Juros elevados e reflexos no mercado imobiliário
O impacto da política monetária restritiva também é sentido fora do mercado financeiro. O crédito imobiliário tende a ficar mais caro em períodos prolongados de juros elevados, o que pode desacelerar novos projetos, reduzir o ritmo de vendas e pressionar determinados segmentos do setor imobiliário. Áreas como lajes corporativas e imóveis comerciais, por exemplo, costumam ser mais sensíveis a ciclos econômicos adversos.
Além disso, o custo maior do financiamento pode influenciar decisões de locatários e incorporadoras, afetando indicadores operacionais dos fundos ao longo do tempo. Ainda assim, esse movimento não ocorre de forma homogênea, já que fundos com contratos atípicos, receitas indexadas à inflação ou estratégias mais defensivas tendem a apresentar maior resiliência.
IFIX e expectativas além do curto prazo
Mesmo com a Selic mantida em 15%, o mercado de fundos imobiliários apresentou movimentos relevantes ao longo de 2025. O IFIX, principal índice do segmento, alcançou máximas históricas no período, impulsionado por captações relevantes, reorganização de portfólios e expectativas relacionadas ao ciclo econômico futuro.
Esse comportamento sugere que parte dos investidores já passou a olhar além do curto prazo. A percepção de que o atual nível de juros pode representar o pico do ciclo monetário leva alguns agentes a antecipar movimentos, ajustando posições antes mesmo de uma eventual mudança na política do Banco Central.
Expectativa de transição do ciclo monetário
No mercado, a manutenção da Selic nesta reunião já era amplamente esperada. As atenções agora se voltam para os próximos trimestres e para os sinais que podem indicar o início de um ciclo de flexibilização monetária. Projeções apontam que, ao longo de 2026, a taxa básica possa iniciar um movimento gradual de queda, dependendo da evolução da inflação e do cenário fiscal.
Mesmo cortes moderados tendem a alterar a dinâmica do mercado.

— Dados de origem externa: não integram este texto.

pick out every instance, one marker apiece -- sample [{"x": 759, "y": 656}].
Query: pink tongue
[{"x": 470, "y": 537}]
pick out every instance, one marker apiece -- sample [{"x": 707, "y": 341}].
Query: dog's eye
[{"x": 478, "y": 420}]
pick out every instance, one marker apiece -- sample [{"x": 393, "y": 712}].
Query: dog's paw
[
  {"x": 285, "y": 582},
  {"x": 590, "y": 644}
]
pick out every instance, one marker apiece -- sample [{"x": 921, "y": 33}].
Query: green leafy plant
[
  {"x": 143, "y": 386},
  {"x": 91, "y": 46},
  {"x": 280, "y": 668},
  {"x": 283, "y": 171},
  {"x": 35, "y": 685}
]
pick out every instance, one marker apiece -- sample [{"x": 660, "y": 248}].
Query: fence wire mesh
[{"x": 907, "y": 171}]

A redução dos juros diminui o custo de oportunidade da renda fixa, melhora a competitividade dos fundos imobiliários e aumenta o valor presente dos rendimentos futuros, fatores que historicamente influenciam positivamente o desempenho das cotas.
Antecipação do mercado e comportamento histórico
Outro ponto observado por analistas é o comportamento antecipatório do mercado de FIIs. Em ciclos anteriores, o IFIX apresentou movimentos de valorização antes mesmo do início efetivo dos cortes na Selic, à medida que as expectativas se consolidavam. Esse padrão reforça a importância das projeções e do sentimento do mercado na formação dos preços.
No entanto, especialistas ressaltam que esse processo costuma ser gradual e marcado por volatilidade. O ambiente de juros elevados ainda impõe desafios, especialmente para fundos mais alavancados ou expostos a segmentos cíclicos da economia.
Fundos imobiliários e o cenário atual
Com a Selic em níveis elevados, muitos investidores optaram por reduzir exposição a ativos de maior risco nos últimos anos. Nesse contexto, os fundos imobiliários perderam espaço relativo nas carteiras, enquanto produtos de renda fixa ganharam protagonismo.
A expectativa de uma eventual mudança no ciclo monetário, porém, começa a reabrir discussões sobre o papel dos FIIs no médio e longo prazo. A combinação de renda recorrente e potencial de valorização volta ao radar à medida que o cenário prospectivo se ajusta.
Ainda assim, o consenso no mercado é de que o processo não será imediato. A trajetória da Selic, os dados de inflação e o ambiente macroeconômico seguirão como fatores determinantes para o desempenho do setor nos próximos meses.